# BigQuery Pipeline
Google Cloud Datalab, with the *pipeline* subcommand, enables productionizing (i.e. scheduling and orchestrating) notebooks that accomplish ETL with BigQuery and GCS. 



In [38]:
%%bq pipeline --help

usage: %bq pipeline [-h] -n NAME [-d GCS_DAG_BUCKET] [-f GCS_DAG_FILE_PATH]

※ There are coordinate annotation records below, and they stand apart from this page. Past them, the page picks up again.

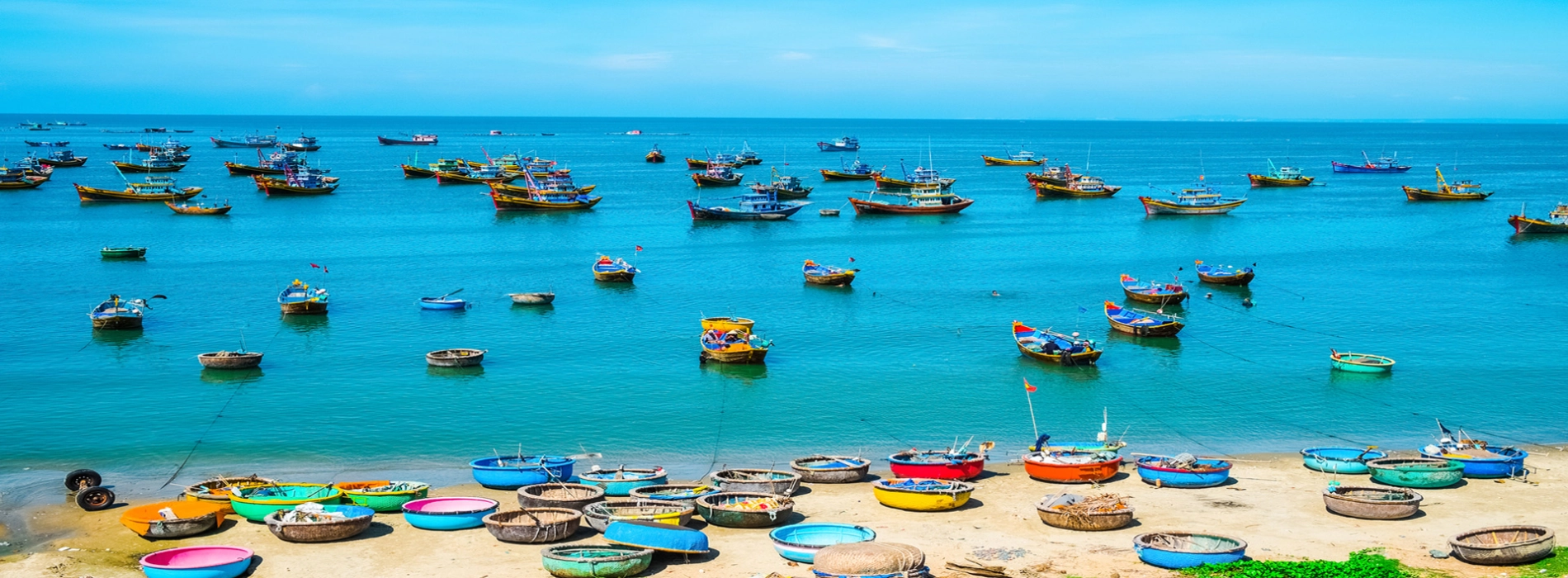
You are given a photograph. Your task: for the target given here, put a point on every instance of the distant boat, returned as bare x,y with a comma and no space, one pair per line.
843,144
1380,165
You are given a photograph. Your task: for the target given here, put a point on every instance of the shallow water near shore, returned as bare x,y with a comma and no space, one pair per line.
914,353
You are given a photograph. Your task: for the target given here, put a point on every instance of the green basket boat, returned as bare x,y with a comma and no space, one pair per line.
383,495
256,503
1416,471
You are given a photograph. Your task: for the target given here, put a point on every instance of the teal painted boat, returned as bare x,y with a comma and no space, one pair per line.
588,561
1416,471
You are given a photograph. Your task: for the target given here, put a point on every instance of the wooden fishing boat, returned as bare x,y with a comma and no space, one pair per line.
817,273
1416,471
1144,324
1554,222
1184,550
1460,191
1360,363
843,144
1054,348
300,299
411,140
923,495
153,189
1183,471
857,172
613,271
1071,511
1371,503
1380,165
1225,273
198,208
913,203
937,464
1282,176
1504,546
1151,291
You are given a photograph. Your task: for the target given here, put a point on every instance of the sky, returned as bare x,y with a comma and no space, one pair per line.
902,59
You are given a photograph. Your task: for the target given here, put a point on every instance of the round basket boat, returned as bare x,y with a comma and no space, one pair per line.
745,509
1504,546
229,360
587,561
831,468
353,524
455,357
800,542
573,497
602,513
190,519
758,481
1059,513
674,494
1371,503
533,525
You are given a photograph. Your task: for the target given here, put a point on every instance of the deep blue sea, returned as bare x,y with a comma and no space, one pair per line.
916,353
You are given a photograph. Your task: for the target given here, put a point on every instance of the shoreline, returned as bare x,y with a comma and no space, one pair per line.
1272,503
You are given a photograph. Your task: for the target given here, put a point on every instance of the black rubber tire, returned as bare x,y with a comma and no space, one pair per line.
96,498
82,480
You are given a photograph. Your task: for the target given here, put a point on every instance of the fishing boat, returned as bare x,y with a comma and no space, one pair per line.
1144,324
1460,191
1197,200
1013,159
301,299
411,140
1554,222
758,205
198,208
843,144
1282,176
1183,471
63,158
1360,363
1380,165
156,187
613,271
913,203
717,176
248,142
819,273
1225,273
1054,348
937,464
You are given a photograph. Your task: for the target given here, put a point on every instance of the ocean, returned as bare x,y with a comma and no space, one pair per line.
916,353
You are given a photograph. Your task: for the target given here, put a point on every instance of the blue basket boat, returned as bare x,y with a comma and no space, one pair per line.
1156,470
1339,461
1184,550
800,542
515,471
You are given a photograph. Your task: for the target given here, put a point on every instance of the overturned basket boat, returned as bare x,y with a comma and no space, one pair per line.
1092,515
1504,546
758,481
831,468
745,509
1371,503
533,525
602,513
559,495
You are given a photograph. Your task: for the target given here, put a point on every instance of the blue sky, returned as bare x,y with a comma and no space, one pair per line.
1034,60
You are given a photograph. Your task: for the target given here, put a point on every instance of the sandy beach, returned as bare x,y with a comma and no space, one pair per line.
1272,503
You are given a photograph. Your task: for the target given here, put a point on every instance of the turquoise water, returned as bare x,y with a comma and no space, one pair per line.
914,353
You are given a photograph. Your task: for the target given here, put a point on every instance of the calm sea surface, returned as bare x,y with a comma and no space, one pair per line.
914,353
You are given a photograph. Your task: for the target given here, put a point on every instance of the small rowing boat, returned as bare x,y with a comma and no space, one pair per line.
1056,348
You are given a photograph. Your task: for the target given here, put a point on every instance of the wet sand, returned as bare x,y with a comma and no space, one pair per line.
1272,503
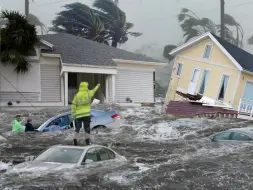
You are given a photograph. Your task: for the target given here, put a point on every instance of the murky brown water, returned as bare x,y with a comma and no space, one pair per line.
163,153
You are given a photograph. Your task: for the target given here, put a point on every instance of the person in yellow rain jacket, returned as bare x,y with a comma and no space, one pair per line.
80,110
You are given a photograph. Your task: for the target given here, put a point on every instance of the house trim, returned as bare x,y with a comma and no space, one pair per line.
207,62
50,55
236,87
47,43
247,72
75,68
176,75
144,63
250,81
217,97
210,44
204,36
202,79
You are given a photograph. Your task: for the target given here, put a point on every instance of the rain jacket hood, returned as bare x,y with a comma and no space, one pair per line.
83,86
17,126
81,103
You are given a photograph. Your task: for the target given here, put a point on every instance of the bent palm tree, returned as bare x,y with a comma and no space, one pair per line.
79,19
32,19
18,39
115,21
193,26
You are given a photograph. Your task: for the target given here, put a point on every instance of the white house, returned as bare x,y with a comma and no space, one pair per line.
62,61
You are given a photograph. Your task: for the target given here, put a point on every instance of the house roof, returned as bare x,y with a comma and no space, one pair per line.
241,58
78,50
244,58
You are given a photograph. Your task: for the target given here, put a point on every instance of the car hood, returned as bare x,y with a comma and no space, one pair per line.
34,166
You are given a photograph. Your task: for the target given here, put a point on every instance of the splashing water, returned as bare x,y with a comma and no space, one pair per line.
162,153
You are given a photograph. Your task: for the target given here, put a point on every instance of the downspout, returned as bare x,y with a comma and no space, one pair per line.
236,88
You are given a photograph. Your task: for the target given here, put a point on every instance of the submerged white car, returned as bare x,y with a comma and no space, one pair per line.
63,157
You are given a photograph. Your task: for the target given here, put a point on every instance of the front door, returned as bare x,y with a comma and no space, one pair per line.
248,91
194,81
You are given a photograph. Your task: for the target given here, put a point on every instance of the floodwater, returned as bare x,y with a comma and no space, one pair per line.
162,153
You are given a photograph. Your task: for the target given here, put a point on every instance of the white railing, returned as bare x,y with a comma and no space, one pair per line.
245,107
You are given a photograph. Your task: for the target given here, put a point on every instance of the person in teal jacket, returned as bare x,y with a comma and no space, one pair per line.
17,124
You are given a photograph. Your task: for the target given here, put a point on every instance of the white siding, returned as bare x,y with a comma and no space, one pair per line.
138,85
27,82
110,88
21,97
50,83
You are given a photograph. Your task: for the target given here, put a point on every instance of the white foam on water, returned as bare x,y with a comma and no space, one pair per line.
4,166
128,177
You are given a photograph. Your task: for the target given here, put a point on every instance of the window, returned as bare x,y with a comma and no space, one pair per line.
204,82
105,154
207,52
222,136
179,69
195,75
223,88
92,155
33,53
240,137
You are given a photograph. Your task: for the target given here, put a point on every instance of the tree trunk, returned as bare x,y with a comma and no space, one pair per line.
114,43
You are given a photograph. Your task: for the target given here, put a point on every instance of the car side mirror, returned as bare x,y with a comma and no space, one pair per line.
87,161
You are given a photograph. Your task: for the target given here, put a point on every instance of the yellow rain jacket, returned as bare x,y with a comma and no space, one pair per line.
81,103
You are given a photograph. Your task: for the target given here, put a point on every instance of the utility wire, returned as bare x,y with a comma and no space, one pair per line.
18,91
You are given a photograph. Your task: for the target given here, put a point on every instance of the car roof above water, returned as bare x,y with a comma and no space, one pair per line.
78,147
246,130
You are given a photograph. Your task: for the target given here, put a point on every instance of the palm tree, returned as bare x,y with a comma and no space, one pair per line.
18,39
79,19
116,2
193,26
32,19
115,21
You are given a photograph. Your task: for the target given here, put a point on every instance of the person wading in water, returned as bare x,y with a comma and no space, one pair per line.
80,110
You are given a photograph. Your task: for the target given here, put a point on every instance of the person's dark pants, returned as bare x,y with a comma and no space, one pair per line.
86,125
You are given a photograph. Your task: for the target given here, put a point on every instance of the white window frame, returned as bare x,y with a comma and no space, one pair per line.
202,78
211,46
223,74
177,67
193,69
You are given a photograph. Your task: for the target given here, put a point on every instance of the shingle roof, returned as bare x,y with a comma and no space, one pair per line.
244,58
77,50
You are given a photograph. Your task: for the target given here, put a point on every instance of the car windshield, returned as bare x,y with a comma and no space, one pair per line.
61,155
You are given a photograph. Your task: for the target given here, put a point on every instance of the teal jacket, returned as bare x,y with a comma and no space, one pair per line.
17,126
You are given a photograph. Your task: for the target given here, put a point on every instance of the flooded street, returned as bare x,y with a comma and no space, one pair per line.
162,153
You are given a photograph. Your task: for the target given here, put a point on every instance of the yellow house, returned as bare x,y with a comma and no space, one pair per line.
214,68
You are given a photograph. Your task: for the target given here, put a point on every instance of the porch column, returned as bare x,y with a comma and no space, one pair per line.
113,89
107,88
66,89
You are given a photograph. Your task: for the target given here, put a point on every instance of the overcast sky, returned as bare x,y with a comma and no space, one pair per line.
156,19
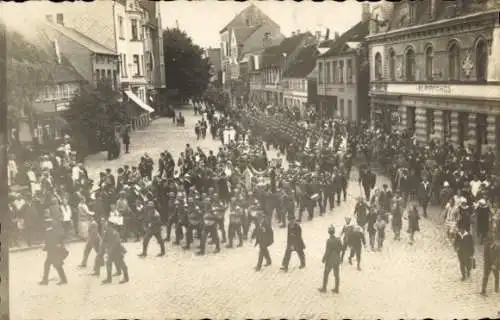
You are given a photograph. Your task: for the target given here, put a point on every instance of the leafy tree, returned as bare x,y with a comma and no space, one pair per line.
186,69
92,116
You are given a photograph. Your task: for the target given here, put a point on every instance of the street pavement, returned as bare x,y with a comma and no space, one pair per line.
401,281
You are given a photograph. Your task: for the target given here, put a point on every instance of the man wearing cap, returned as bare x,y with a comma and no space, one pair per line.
294,243
235,219
56,253
332,259
93,242
112,246
153,229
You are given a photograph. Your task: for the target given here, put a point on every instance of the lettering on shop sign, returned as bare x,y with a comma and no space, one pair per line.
434,88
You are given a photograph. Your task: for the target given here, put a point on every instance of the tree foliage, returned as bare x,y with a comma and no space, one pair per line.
92,116
186,69
28,69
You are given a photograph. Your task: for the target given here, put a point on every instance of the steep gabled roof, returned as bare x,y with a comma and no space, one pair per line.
273,56
303,64
243,33
240,19
81,39
356,34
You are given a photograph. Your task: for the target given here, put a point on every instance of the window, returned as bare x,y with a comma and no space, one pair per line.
341,71
124,65
430,122
447,124
349,110
410,65
320,72
135,33
120,27
481,129
335,73
327,71
349,71
429,57
392,65
378,66
481,60
137,64
454,62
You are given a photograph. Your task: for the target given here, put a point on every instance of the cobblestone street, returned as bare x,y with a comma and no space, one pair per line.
402,281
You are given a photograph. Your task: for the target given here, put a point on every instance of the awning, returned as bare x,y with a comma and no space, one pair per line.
138,101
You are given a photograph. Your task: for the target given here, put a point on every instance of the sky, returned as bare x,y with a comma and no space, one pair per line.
202,20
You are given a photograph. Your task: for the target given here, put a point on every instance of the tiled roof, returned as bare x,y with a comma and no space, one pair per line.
273,55
356,34
240,19
303,64
81,39
242,33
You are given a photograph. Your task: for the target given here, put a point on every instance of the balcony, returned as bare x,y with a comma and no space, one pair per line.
483,91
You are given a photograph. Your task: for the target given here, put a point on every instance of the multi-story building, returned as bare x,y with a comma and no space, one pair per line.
274,62
243,35
299,88
120,26
343,74
96,63
435,70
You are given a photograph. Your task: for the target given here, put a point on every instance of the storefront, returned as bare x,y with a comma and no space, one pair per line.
462,114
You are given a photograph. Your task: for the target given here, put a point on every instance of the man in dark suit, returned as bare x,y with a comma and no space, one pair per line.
464,246
265,238
56,252
424,192
294,243
368,180
331,259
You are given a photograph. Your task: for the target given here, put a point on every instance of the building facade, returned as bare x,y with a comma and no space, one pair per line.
342,76
96,63
435,70
266,84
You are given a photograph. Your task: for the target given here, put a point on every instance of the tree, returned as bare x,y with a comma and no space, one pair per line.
187,71
92,116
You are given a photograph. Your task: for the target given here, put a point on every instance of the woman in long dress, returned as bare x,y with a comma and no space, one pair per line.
451,217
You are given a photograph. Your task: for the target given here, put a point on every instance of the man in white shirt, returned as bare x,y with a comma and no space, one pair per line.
67,216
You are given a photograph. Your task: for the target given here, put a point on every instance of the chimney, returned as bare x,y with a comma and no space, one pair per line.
58,53
365,11
318,35
60,19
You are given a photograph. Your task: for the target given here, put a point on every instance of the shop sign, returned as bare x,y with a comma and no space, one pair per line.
62,106
434,88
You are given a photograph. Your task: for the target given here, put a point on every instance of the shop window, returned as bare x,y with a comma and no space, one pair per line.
481,60
447,124
378,66
411,119
481,129
430,122
392,65
454,62
463,127
429,59
410,65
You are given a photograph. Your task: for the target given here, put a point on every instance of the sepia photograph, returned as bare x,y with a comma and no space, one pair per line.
250,160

Creates a GCS/BigQuery ETL pipeline. The cell-body is specified as follows:
  input:
    table | path: <BQ table name or GCS path; both if path->table load is also required>
    schema: <For syntax, refer '%%bq execute'>
    format: {csv (default) | json}
    csv: <This section is relevant only when 'format' is 'csv'>
      delimiter: <The field delimiter to use; default is ','>
      skip: <Number of rows at the top of a CSV file to skip; default is 0>
      strict: <{True | False (default)}; whether to accept rows with missing trailing (or optional) columns>
      quote: <Value used to quote data sections; default is '"'>
    mode: <{append (default) | overwrite}; required if path->table load>
  transformation: <optional; when absent, a direct conversion is done from input (path|table) to output (table|path)>
    query: <name of BQ query defined via "%%bq query --name ...">
  output:
    table | path: <BQ ta

# Setup
We set up a few tutorial-essentials in the following cell. These are garbage-collected in the *Cleanup* cell at the end of this notebook.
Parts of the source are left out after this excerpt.